The present research was part of a broader study that assessed the impacts of various IBMs on household wellbeing in northern Ethiopia. The research design gave equal weight to both quantitative and qualitative research approaches. This mixed-methods approach has produced site-specific rich, solid and complementary evidence.

Sampling Procedures and the Data

Multi-stage sampling procedures were employed in order to obtain representative information. First, a list of villages and their status in terms of inclusion was generated. All villages involved in malt barley, vegetable and sesame production were then stratified based on market distance. Three villages from each commodity site were then randomly selected from the list of the districts’ villages to represent each of the stratified territories in the district. Survey data were collected through home visits to 754 farm households by four trained interviewers under the close supervision of the principal researcher. Focus group discussion (FGD) participants were identified in consultation with key informants in the villages and in accordance with certain selection criteria to ensure a representative sample in terms of engagement in the IBMs: low to high wealth status, gender and age. The data for this study were collected from 38 FGDs with a total of 182 participants, and from nine key informant interviews with a total of 27 participants (Table 1). All FGDs were facilitated by the principal researcher and were transcribed the same evening or on the following day by the FGD facilitator.

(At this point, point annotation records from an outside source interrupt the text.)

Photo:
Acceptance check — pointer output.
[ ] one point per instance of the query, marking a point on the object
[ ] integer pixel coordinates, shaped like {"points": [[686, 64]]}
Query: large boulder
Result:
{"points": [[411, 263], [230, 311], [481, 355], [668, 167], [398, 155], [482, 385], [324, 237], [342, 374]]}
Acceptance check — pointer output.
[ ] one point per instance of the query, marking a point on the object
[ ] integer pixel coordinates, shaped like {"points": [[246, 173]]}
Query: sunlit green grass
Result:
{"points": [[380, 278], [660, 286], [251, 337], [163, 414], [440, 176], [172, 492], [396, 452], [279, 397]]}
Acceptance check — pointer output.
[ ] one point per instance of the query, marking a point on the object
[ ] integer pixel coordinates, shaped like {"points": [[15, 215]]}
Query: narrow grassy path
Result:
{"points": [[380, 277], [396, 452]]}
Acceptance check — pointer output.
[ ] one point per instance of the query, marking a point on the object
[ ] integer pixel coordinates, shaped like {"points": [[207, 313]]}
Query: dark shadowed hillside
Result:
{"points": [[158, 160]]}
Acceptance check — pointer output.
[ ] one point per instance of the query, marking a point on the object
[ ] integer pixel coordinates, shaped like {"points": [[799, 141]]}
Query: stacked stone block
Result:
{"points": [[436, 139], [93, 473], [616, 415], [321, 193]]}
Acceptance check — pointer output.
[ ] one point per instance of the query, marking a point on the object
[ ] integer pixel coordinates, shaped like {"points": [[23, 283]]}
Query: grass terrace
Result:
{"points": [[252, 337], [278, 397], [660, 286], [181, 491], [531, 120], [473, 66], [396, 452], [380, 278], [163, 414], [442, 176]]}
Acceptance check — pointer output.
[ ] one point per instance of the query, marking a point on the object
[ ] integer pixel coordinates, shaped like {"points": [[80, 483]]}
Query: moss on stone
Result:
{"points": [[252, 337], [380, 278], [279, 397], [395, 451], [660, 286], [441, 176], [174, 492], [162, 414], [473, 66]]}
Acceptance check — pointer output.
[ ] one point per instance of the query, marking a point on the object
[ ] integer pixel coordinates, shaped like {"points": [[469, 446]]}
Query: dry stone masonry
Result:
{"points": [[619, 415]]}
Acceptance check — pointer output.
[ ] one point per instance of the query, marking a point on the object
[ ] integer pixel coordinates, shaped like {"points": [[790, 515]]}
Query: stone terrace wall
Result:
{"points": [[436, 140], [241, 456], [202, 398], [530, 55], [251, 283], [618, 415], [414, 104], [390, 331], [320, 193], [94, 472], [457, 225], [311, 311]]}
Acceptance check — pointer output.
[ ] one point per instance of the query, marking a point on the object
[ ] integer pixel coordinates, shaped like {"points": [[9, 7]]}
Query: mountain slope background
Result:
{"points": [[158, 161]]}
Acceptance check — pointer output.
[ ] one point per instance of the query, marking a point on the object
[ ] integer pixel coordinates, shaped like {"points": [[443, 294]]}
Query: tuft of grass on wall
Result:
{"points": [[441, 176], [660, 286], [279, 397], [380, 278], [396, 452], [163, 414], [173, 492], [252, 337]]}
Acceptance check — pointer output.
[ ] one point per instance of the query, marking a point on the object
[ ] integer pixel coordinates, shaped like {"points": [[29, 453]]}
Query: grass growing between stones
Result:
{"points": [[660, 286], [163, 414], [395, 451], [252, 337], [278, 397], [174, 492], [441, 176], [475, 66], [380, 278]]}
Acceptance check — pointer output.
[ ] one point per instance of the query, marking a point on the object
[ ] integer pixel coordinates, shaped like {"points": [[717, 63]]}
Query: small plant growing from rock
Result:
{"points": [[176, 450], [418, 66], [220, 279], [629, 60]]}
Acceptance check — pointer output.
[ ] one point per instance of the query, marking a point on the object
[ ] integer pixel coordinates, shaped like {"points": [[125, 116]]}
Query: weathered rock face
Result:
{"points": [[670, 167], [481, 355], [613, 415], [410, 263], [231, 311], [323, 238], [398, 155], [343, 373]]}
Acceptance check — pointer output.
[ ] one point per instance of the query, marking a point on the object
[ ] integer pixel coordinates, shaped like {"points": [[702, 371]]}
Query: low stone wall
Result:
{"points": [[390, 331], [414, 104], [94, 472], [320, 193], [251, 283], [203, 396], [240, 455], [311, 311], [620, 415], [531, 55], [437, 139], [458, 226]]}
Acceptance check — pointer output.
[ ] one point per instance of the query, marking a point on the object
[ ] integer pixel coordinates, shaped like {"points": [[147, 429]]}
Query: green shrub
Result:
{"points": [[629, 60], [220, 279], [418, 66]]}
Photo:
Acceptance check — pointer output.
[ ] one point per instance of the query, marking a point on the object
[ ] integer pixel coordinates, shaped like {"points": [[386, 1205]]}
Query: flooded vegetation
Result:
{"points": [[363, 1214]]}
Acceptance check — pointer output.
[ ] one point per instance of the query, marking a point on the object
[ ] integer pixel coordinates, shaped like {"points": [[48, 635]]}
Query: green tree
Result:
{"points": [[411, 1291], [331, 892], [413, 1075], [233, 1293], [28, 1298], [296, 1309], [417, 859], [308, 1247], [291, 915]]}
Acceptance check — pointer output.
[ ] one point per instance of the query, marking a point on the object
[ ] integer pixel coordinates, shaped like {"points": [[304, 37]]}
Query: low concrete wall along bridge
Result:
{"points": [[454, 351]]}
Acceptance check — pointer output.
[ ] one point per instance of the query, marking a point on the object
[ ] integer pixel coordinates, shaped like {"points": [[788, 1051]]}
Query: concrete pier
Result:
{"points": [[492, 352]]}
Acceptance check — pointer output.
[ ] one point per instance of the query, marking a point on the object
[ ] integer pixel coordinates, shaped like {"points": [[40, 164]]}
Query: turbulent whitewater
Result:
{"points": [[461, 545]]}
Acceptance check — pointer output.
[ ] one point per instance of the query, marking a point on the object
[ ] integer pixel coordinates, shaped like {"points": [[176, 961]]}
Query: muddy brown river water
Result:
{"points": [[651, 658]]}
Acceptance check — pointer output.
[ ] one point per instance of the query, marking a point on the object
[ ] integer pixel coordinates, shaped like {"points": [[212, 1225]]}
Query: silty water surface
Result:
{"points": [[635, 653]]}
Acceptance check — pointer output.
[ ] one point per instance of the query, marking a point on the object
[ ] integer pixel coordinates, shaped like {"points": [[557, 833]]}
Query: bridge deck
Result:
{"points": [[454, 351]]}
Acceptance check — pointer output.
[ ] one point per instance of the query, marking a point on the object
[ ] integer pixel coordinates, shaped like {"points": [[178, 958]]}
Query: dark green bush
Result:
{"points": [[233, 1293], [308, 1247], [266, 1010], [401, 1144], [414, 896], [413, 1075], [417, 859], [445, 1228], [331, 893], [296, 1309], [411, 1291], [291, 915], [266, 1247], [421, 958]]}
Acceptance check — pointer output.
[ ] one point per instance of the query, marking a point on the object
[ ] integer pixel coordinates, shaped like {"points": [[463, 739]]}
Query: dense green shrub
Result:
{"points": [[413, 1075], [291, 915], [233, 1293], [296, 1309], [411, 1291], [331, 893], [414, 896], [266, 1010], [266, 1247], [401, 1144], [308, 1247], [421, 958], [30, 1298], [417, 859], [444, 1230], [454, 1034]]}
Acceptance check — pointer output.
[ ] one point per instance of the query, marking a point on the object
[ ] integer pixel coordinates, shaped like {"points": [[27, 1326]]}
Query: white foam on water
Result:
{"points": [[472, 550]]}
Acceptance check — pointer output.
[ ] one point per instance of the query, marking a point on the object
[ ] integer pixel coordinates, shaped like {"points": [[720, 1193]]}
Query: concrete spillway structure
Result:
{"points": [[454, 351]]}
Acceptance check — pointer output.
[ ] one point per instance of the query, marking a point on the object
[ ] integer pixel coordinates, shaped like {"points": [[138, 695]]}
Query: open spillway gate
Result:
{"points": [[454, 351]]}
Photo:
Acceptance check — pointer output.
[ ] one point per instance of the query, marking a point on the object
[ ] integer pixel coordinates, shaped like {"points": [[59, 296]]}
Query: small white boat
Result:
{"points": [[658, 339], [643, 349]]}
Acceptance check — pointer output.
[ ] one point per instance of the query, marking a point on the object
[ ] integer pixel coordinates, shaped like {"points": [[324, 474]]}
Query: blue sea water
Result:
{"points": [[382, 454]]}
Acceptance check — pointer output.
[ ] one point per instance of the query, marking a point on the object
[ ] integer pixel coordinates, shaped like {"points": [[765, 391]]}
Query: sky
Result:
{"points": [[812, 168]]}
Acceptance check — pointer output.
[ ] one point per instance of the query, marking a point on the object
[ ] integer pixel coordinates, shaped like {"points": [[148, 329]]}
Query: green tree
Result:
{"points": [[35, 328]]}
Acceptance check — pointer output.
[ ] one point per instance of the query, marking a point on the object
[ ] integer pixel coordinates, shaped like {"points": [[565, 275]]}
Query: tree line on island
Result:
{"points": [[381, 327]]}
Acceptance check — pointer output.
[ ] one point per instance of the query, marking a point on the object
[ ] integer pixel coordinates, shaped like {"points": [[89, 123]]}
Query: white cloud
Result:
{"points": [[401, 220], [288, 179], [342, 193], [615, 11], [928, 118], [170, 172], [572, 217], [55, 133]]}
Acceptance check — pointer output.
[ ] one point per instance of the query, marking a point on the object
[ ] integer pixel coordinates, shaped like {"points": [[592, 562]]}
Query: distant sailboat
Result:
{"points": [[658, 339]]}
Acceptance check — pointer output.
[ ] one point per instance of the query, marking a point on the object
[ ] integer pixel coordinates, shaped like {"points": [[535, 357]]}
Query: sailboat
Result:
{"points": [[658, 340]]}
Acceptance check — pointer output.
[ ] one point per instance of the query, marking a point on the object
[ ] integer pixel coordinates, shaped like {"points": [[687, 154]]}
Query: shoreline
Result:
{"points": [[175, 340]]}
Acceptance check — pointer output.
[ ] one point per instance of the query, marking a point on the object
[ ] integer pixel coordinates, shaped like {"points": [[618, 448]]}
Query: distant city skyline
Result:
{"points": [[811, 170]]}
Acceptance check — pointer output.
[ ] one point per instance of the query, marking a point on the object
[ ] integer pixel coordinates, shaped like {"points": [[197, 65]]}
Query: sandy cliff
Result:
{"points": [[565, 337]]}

Table 1 Summary of data sources

Quantitative Estimation Procedures

Extent of Inclusion Measure

For the present research, a model was constructed that explains the level of inclusion using various explanatory variables. The literature offers several methods for analysing inclusion and the level of inclusion in development interventions. The level of inclusion has often been measured by the ratio of area allocated to the specific cash crop in the IBM scheme to that of the total land operated by each household. Empirical results show that the process of inclusion comprises two key steps: the decision to engage and the decision on how much to engage are assumed to occur jointly or separately. If one assumes the concurrent occurrence of these two decisions it could be plausible to use either Logit or Probit models for discrete choice conditions. For continuous dependent variables, Tobit or ordinary least square (OLS) models are widely used (Greene 2011). These models assume that the two decisions (participation and level of participation) are made jointly and hence the same set of variables and coefficients are used to determine both the probability and the level of participation (Greene 2011). The choice of either OLS or Tobit model is mostly based on the nature of the samples, the expected relationships between the two decisions, and the fundamental statistical assumptions of the models one would consider.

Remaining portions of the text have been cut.